High school athletic complex in Lilburn, Georgia

The Lamar Lussi Athletic Complex, also called "the Lussi," is a multi-sport high school athletic complex in Lilburn, Georgia. It is the future home of the Providence Christian Academy Storm Football, Soccer, Softball, Track & Field, and Tennis teams. It is named after the Providence Director of Encouragement Lamar Lussi, who had faithfully served the school for more than 30 years before his passing on November 12, 2024.

==Project timeline==
- The complex was announced on November 30, 2012, at halftime, during the Storm Varsity Boys game against Our Lady of Mercy.
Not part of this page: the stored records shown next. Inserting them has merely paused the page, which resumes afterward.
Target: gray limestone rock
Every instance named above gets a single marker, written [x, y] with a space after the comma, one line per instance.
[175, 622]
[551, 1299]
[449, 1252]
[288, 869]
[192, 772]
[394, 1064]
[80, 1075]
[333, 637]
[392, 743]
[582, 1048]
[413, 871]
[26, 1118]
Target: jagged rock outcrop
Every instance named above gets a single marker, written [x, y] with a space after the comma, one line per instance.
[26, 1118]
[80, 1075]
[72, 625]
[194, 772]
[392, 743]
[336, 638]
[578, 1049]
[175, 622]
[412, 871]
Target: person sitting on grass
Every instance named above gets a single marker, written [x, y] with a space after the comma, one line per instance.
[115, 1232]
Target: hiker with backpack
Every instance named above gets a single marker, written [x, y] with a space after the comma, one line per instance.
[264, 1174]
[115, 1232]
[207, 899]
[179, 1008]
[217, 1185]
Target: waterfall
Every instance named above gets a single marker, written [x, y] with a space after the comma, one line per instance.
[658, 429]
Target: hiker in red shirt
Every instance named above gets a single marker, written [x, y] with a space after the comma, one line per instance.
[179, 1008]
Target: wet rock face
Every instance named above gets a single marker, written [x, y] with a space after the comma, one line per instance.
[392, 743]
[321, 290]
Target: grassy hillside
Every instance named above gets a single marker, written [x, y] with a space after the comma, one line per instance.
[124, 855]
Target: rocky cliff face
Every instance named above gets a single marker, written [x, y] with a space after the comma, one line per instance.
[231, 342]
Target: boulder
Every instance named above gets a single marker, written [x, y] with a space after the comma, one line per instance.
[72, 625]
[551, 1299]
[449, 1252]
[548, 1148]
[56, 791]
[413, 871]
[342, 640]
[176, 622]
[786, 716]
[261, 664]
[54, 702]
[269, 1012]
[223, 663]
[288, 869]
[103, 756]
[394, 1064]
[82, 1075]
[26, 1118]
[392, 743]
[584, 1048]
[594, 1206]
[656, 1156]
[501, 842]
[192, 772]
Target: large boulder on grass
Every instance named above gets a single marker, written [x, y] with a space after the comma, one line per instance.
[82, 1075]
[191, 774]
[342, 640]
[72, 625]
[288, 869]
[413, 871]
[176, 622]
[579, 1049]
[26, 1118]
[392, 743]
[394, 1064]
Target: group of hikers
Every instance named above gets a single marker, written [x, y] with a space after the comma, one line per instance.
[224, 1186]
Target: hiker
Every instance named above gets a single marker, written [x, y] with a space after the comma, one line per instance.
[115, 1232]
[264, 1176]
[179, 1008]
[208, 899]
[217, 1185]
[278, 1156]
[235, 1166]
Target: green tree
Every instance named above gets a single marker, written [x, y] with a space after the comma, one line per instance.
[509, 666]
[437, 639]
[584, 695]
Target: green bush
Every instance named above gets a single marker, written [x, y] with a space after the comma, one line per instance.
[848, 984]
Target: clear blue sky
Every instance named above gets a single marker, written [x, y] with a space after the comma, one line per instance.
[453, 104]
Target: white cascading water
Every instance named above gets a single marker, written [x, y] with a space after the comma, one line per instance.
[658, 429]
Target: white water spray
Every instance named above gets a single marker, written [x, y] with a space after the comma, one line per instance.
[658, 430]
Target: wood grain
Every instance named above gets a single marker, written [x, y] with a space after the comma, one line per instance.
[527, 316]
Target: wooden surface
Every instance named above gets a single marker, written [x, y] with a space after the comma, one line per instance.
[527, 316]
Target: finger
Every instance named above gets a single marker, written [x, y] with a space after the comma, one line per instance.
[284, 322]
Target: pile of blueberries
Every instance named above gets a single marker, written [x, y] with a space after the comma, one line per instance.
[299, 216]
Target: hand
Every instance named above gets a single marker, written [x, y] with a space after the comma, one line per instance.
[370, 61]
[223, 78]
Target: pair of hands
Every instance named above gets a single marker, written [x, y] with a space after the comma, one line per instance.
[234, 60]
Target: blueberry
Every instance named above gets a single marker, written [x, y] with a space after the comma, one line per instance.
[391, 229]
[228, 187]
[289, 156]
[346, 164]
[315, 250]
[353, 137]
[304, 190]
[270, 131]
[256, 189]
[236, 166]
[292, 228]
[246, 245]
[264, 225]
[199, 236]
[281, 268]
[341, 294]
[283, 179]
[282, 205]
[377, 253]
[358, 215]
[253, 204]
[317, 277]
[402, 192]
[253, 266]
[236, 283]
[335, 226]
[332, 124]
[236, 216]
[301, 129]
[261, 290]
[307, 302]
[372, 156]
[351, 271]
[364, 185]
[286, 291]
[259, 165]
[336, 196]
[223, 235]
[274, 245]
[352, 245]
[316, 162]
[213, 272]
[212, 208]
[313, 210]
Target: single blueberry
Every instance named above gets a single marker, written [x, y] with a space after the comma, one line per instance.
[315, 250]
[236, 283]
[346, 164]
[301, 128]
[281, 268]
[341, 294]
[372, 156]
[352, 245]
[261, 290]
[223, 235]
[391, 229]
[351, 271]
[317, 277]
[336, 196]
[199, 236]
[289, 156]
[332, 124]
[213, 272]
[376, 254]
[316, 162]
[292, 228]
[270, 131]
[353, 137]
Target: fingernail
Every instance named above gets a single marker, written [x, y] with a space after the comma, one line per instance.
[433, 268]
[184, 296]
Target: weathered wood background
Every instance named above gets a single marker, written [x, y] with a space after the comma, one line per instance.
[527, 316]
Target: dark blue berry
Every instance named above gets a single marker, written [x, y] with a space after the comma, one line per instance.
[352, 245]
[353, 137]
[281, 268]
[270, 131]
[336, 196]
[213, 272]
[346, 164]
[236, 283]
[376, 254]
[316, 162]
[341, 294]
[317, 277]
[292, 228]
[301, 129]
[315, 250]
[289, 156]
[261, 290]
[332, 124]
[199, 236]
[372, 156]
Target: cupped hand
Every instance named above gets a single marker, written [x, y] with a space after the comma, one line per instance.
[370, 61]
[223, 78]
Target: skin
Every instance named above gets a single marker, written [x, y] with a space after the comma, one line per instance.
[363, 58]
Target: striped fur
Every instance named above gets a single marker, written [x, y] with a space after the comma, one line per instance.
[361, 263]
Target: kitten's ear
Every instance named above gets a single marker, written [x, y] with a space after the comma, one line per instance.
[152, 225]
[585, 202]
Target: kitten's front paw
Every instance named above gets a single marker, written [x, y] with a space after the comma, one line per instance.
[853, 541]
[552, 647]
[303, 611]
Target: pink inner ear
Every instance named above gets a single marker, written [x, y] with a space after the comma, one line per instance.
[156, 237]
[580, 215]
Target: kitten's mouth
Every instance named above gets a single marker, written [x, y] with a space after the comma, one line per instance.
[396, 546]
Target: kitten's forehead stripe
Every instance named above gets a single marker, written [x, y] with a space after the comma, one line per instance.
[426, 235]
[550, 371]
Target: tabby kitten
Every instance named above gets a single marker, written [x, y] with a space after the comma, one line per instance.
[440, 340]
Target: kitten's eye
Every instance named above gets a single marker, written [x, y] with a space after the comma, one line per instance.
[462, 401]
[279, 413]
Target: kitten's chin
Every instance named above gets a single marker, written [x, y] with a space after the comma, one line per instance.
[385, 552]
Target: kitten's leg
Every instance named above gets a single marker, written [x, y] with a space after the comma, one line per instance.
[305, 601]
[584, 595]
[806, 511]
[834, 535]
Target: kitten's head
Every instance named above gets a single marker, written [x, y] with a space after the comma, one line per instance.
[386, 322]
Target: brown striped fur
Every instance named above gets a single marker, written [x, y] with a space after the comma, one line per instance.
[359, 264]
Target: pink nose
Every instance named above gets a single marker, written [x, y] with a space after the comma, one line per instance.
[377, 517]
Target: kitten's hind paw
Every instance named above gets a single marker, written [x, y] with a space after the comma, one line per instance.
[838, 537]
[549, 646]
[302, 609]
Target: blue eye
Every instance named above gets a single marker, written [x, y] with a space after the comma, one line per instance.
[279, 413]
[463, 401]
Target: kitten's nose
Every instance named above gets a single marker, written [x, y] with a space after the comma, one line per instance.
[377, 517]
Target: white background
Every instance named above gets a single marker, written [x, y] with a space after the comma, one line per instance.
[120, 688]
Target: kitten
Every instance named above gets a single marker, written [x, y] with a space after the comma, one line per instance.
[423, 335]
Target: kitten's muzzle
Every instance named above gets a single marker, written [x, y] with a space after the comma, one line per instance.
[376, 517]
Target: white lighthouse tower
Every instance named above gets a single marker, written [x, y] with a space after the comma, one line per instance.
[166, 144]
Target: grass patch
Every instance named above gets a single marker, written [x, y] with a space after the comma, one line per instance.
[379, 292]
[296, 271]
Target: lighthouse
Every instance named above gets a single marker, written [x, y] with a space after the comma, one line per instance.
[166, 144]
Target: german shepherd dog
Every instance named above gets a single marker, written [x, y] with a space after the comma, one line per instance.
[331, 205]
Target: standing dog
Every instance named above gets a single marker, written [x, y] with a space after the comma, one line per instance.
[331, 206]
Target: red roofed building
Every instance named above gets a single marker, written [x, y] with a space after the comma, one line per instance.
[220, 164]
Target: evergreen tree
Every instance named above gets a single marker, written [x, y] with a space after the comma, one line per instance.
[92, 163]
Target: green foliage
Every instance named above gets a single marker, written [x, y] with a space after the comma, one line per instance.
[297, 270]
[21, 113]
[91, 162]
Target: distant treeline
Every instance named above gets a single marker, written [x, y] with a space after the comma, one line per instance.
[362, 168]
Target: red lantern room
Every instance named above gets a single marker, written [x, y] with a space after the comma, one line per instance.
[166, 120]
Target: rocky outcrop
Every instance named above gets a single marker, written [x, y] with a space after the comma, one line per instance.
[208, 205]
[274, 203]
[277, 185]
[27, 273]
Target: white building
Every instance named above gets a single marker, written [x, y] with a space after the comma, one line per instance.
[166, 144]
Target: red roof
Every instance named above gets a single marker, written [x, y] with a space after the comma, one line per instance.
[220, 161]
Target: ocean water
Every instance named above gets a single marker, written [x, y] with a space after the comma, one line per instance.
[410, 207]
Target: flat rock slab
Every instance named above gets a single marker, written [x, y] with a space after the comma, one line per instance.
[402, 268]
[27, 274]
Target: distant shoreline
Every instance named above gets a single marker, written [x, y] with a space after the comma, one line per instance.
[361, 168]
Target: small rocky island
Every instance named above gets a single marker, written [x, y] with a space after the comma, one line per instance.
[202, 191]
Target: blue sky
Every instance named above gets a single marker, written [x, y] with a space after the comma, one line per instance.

It was also announced that the complex would be named for Lamar Lussi.
- Ground was broken on May 18, 2015 and work began on drainage, retention, and leveling.
- In August, September, and October, retention walls were built and concrete was poured for the track and field.
- In November and December, the Fieldturf multi-purpose field was installed along with the pouring of asphalt for the tennis courts and the construction of the dugouts and net posts for the softball field.

==Project components==
The Complex includes:
- A state of the art Fieldturf multi-purpose field for use by Soccer and Football.
- An eight-lane track surrounding the field with pits for field events.
- A full-size Softball field with dugouts and nets.
- 3 Tennis Courts.
- Additional parking for athletic events.
- A concession stand for food, drinks, and snacks sold during sport events.